Uzun zamandır ABD’de önce gözaltında sonra da tutuklu olarak tutulan Rıza Sarraf’ın hukuki durumu ve sağlık koşulları belli olmayınca, Hükümet “iş ortakları” Rıza Sarraf için hemen harekete geçti ve bir değil iki defa nota verdi.
Bir devletin başka bir devlet için nota vermesi büyük olaydır, demek ki Hükümet Rıza Sarraf’ı bu kadar çok kollamakta, kendisine bu kadar çok güvenmektedir.
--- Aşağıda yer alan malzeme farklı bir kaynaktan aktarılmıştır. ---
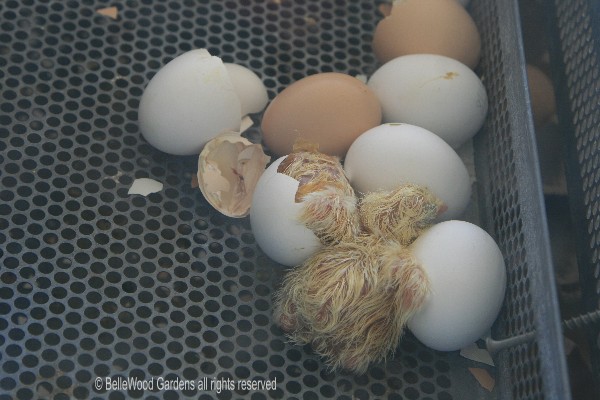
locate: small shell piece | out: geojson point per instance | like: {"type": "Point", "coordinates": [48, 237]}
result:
{"type": "Point", "coordinates": [229, 167]}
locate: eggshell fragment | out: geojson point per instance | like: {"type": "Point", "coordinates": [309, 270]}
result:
{"type": "Point", "coordinates": [434, 92]}
{"type": "Point", "coordinates": [428, 27]}
{"type": "Point", "coordinates": [275, 219]}
{"type": "Point", "coordinates": [468, 280]}
{"type": "Point", "coordinates": [229, 167]}
{"type": "Point", "coordinates": [393, 154]}
{"type": "Point", "coordinates": [328, 109]}
{"type": "Point", "coordinates": [188, 102]}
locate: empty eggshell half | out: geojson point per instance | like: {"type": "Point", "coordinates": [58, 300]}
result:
{"type": "Point", "coordinates": [229, 168]}
{"type": "Point", "coordinates": [189, 101]}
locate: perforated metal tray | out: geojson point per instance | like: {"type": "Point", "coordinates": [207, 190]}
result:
{"type": "Point", "coordinates": [97, 283]}
{"type": "Point", "coordinates": [575, 34]}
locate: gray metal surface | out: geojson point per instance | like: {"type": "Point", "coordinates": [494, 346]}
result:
{"type": "Point", "coordinates": [575, 29]}
{"type": "Point", "coordinates": [97, 283]}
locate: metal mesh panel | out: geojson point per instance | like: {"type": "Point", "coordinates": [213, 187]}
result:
{"type": "Point", "coordinates": [576, 49]}
{"type": "Point", "coordinates": [96, 282]}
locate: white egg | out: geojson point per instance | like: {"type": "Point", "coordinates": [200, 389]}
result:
{"type": "Point", "coordinates": [435, 92]}
{"type": "Point", "coordinates": [274, 219]}
{"type": "Point", "coordinates": [188, 102]}
{"type": "Point", "coordinates": [249, 88]}
{"type": "Point", "coordinates": [468, 282]}
{"type": "Point", "coordinates": [392, 154]}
Tam o esnada Rıza Sarraf ABD’de devam eden yargılamada “itirafçı” oldu, işin rengi iyice değişti.
Aynı Esad, Barzani, Putin, Maliki ve diğer birçok konuda olduğu gibi bir anda pozisyon ve söylem değiştiren Cumhurbaşkanı ve şürekâsı, bu sefer de Rıza Sarraf için “ajan” demeye başladı ve yapılan yargılamayı da Türkiye’yi yıkma projesi olarak gösterdi.
Yani vatan kahramanı, “hayırsever iş adamı” dedikleri, Hükümet tarafından birçok ödüle layık görülmüş iş adamı Rıza Sarraf, bu sefer de hızlı bir şekilde “ajan” ve “hain” ilan edilmişti.
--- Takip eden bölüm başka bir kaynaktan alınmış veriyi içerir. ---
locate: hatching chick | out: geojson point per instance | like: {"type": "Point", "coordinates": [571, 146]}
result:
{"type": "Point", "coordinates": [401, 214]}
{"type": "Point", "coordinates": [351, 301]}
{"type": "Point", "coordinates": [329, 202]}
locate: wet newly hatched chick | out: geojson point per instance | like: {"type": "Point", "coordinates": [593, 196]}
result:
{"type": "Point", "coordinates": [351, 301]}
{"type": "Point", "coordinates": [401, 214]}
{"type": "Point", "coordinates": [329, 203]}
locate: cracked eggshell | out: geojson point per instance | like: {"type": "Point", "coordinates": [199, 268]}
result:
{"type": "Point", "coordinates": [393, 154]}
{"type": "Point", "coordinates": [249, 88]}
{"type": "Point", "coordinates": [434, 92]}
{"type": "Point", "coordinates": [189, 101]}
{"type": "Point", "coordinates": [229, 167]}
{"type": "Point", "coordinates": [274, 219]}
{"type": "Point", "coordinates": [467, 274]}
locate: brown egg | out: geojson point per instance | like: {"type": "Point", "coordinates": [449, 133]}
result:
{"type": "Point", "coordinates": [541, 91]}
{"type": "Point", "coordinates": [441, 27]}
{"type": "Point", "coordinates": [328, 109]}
Bir zamanlar hayırsever iş adamı, vatanperver olan Rıza Sarraf’a bugün hain diyenlerin aynı kişiler olması, yine PES dedirmektedir.
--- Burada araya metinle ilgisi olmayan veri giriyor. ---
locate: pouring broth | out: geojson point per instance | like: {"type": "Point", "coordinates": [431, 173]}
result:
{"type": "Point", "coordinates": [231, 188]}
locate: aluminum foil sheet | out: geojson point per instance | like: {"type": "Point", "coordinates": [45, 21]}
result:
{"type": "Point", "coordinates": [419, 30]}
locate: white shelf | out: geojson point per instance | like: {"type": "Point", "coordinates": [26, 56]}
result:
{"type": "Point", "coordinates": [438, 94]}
Peki, vatandaşa, halka yalan söyleyen, halkı sürekli kandıranlar ya da halkın kandırılmasına sebep olanlara nedir?
Man..
Kılıçdaroğlu, Cumhurbaşkanı ve yakınlarının offshore hesaplarının olduğunu söyledi ve akabinde de olayın gelebileceği boyutu bilen Cumhurbaşkanı, Kılıçdaroğlu’nun belge açıklayacağı grup toplantısından önce AKP Grup Toplantısında konuştu ve “Benimle ilgili böyle bir para transferi bulamayınca şimdi de yakın ve akrabalarımı söylüyorlar” diyerek “benle ilgili belge yok ki” diyerek ön almaya çalıştı. Fakat Erdoğan konuşmasının en çarpıcı bölümünde “Yurtdışı offhore hesapları ile ilgili bir belge çıksın, istifa ederim” dedi.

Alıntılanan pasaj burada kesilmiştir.